Analysis of stromal cell secretomes reveals a critical role for stromal cell-derived hepatocyte growth factor and fibronectin in angiogenesis.

机构信息

Department of Molecular Biology and Biochemistry, University of California Irvine, Irvine, CA 92697, USA.

出版信息

Arterioscler Thromb Vasc Biol. 2013 Mar;33(3):513-22. doi: 10.1161/ATVBAHA.112.300782. Epub 2013 Jan 3.

Abstract

OBJECTIVE

Angiogenesis requires tightly coordinated crosstalk between endothelial cells (ECs) and stromal cells, such as fibroblasts and smooth muscle cells. The specific molecular mechanisms moderating this process are still poorly understood.

METHODS AND RESULTS

Stromal cell-derived factors are essential for EC sprouting and lumen formation. We therefore compared the abilities of 2 primary fibroblast isolates and a primary smooth muscle cell isolate to promote in vitro angiogenesis, and analyzed their secretomes using a combination of nano liquid chromatography-mass spectrometry/mass spectrometry, quantitative PCR, and ELISA. Each isolate exhibited a different level of angiogenic ability. Using quantitative MS, we then compared the secretomes of a fibroblast isolate exhibiting low angiogenic activity, a fibroblast isolate exhibiting high angiogenic activity, and human umbilical vein ECs.
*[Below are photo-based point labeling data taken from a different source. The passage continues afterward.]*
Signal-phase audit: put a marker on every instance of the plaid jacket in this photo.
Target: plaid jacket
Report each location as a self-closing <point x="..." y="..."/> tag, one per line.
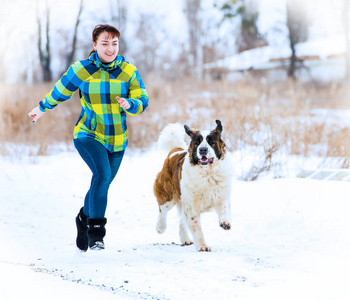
<point x="101" y="116"/>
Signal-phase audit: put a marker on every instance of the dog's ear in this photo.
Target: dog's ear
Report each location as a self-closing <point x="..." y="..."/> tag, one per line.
<point x="218" y="126"/>
<point x="188" y="131"/>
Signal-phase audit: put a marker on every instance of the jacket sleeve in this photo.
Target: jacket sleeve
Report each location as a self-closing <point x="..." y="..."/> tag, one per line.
<point x="65" y="87"/>
<point x="137" y="96"/>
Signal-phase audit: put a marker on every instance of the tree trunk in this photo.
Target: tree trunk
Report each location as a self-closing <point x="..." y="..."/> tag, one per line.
<point x="44" y="54"/>
<point x="70" y="55"/>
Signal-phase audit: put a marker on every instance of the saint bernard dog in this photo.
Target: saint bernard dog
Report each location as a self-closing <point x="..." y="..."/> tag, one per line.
<point x="197" y="178"/>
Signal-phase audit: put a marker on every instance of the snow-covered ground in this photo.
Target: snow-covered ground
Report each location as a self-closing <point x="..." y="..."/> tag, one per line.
<point x="290" y="238"/>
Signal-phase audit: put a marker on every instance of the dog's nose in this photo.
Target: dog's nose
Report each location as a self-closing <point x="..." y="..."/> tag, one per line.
<point x="203" y="150"/>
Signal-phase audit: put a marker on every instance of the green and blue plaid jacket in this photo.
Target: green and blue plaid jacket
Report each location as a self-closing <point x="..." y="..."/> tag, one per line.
<point x="101" y="116"/>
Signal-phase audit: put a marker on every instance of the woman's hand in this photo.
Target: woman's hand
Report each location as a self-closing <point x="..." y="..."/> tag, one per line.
<point x="123" y="102"/>
<point x="35" y="114"/>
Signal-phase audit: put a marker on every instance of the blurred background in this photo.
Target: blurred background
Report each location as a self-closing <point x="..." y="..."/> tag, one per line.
<point x="276" y="73"/>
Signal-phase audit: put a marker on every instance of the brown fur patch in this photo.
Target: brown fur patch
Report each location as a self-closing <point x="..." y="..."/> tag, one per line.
<point x="167" y="184"/>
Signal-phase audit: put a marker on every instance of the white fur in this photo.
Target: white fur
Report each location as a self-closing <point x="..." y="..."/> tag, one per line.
<point x="172" y="136"/>
<point x="203" y="189"/>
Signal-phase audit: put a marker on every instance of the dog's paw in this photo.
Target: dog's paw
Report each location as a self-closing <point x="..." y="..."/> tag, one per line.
<point x="187" y="243"/>
<point x="204" y="249"/>
<point x="225" y="225"/>
<point x="161" y="227"/>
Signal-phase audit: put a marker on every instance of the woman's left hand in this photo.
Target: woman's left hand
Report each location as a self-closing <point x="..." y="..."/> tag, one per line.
<point x="123" y="102"/>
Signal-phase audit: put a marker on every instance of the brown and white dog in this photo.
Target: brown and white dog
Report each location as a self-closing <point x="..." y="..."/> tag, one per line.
<point x="197" y="180"/>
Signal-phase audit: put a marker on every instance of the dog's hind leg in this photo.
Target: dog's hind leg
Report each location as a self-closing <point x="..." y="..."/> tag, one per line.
<point x="163" y="212"/>
<point x="183" y="231"/>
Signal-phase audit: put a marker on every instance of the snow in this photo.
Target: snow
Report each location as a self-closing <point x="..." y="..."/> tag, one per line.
<point x="290" y="237"/>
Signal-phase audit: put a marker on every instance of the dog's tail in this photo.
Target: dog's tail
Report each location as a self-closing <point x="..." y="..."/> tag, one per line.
<point x="172" y="136"/>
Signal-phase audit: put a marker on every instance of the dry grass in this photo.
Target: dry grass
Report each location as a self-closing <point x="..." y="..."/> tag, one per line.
<point x="272" y="117"/>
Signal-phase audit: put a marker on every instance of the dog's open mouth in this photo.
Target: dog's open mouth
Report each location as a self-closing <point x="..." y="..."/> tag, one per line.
<point x="206" y="161"/>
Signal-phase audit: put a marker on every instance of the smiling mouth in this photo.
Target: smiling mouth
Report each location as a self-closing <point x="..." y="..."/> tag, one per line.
<point x="206" y="161"/>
High angiogenic fibroblast supernatants exhibited an overabundance of proteins associated with extracellular matrix constituents compared with low angiogenic fibroblasts or ECs. Finally, small interfering RNA technology and purified protein were used to confirm a role for stromal cell-derived hepatocyte growth factor and fibronectin in inducing EC sprouting.

CONCLUSIONS

Differences in stromal cell ability to induce angiogenesis are a result of differences in the secreted proteomes of both extracellular matrix proteins and proangiogenic growth factors.

摘要

目的

血管生成需要内皮细胞(EC)和基质细胞(如成纤维细胞和平滑肌细胞)之间的紧密协调的串扰。调节这一过程的特定分子机制仍知之甚少。

方法和结果

基质细胞衍生因子对于 EC 发芽和管腔形成是必不可少的。因此,我们比较了 2 种原代成纤维细胞分离物和 1 种原代平滑肌细胞分离物促进体外血管生成的能力,并使用纳升液相色谱-质谱/质谱联用、定量 PCR 和 ELISA 分析了它们的分泌组。每种分离物都表现出不同的血管生成能力。然后,我们使用定量 MS 比较了具有低血管生成活性的成纤维细胞分离物、具有高血管生成活性的成纤维细胞分离物和人脐静脉 EC 的分泌组。高血管生成成纤维细胞上清液中与细胞外基质成分相关的蛋白含量过多,与低血管生成成纤维细胞或 EC 相比。最后,使用小干扰 RNA 技术和纯化蛋白证实了基质细胞衍生的肝细胞生长因子和纤连蛋白在诱导 EC 发芽中的作用。

结论

基质细胞诱导血管生成能力的差异是细胞外基质蛋白和促血管生成生长因子分泌组差异的结果。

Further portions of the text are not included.